Sur un plan anecdotique, la série de photos qui composent « Reminiscences » a été initiée dès 1991 alors que mes enfants étaient petits. À cette époque, je les accompagnais très souvent à la pêche au bord de la rivière. J’ai commencé alors en collectant de menus objets trouvés sur les berges à reformuler des images, des évocations de mes périples autour du monde. Formes volontairement très modestes, dépouillées de tout artifice, assemblées, redressées, sublimées par le cadrage… comme autant de petits tremblements mémoriels. Dépourvues de toute mélancolie, ces modestes constructions d’objets mis en scène cherchent autant à rappeler qu’à échapper au territoire de mes archives photographiques où elles existent dans des formes plus documentaires.
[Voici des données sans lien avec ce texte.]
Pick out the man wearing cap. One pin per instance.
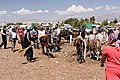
(4, 37)
(48, 33)
(27, 42)
(35, 37)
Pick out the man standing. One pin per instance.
(4, 37)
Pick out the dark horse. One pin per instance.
(66, 34)
(45, 43)
(80, 49)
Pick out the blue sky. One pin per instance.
(54, 10)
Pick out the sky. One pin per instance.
(54, 10)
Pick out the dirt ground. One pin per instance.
(63, 67)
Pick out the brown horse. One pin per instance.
(94, 47)
(45, 43)
(80, 49)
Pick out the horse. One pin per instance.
(79, 44)
(66, 34)
(94, 47)
(45, 42)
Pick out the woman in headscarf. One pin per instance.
(112, 54)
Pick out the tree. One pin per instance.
(115, 21)
(86, 20)
(105, 22)
(8, 24)
(72, 21)
(19, 23)
(92, 20)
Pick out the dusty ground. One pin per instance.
(63, 67)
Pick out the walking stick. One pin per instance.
(22, 51)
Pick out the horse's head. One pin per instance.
(77, 41)
(74, 42)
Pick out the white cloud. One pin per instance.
(74, 9)
(3, 12)
(26, 11)
(107, 7)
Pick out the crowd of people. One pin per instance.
(29, 36)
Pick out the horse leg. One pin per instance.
(78, 56)
(97, 53)
(43, 51)
(47, 51)
(84, 54)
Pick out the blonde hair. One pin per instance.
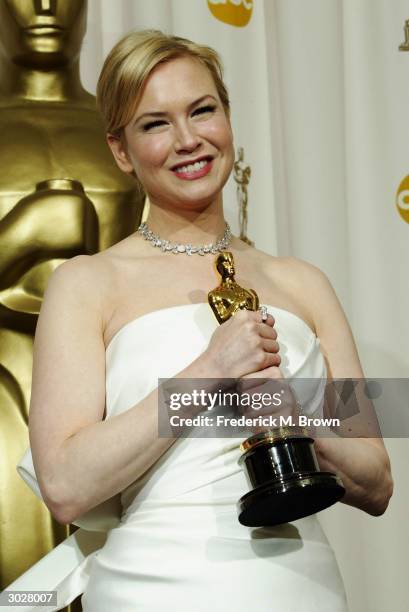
(131, 61)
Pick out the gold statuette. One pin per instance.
(229, 297)
(280, 463)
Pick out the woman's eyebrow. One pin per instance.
(163, 114)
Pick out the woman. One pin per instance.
(143, 314)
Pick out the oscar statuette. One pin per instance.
(280, 463)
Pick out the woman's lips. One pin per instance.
(190, 172)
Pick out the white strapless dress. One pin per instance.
(172, 541)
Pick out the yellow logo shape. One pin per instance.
(402, 199)
(233, 12)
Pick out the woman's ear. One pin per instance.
(119, 152)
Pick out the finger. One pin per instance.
(269, 320)
(270, 346)
(265, 331)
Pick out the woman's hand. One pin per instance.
(244, 345)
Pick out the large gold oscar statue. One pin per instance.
(60, 195)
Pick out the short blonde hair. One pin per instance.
(131, 61)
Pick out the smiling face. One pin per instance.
(42, 33)
(179, 142)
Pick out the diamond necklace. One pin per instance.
(173, 247)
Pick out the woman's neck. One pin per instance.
(187, 227)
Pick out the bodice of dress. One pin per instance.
(159, 345)
(193, 473)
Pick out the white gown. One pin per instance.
(174, 542)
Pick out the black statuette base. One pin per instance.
(286, 481)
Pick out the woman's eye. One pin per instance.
(153, 124)
(204, 109)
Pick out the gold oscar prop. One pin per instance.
(61, 195)
(280, 464)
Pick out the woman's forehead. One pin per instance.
(182, 77)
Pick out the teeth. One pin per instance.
(192, 167)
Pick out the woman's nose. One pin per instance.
(186, 138)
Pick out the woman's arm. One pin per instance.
(80, 459)
(362, 463)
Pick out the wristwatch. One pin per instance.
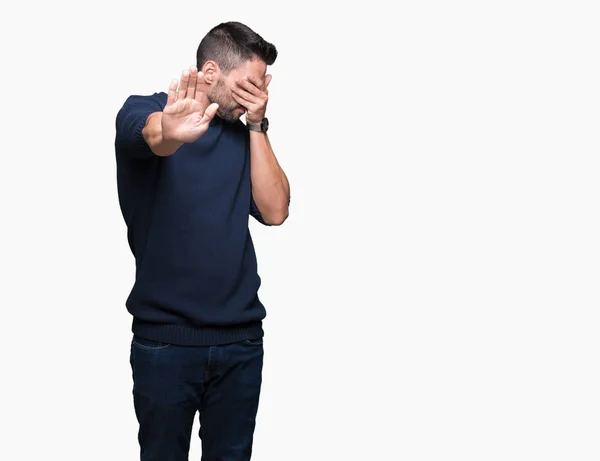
(263, 126)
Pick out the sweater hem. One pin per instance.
(188, 335)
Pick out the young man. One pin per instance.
(189, 175)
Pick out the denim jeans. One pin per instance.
(172, 383)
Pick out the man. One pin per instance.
(189, 175)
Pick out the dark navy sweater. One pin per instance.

Images d’images, régurgitations et ressassements, elles débordent de leur cadre initial.
Les souvenirs que j’évoque ne peuvent être transmis qu’à travers ces photographies aux formes pauvres, aux objets sans particularités notables, à cet éloignement que crée la métaphore, l’association par analogie. Reste le souvenir comme une flamme fragile, lancinante qui se réactive à la moindre sollicitation mais qui désigne aussi ce qui ne sera jamais plus. Au voyage dans l’espace physique du monde se substitue maintenant un autre itinéraire parcourant la mémoire du monde, ce qui reste une fois que l’entropie des jours est passée par là.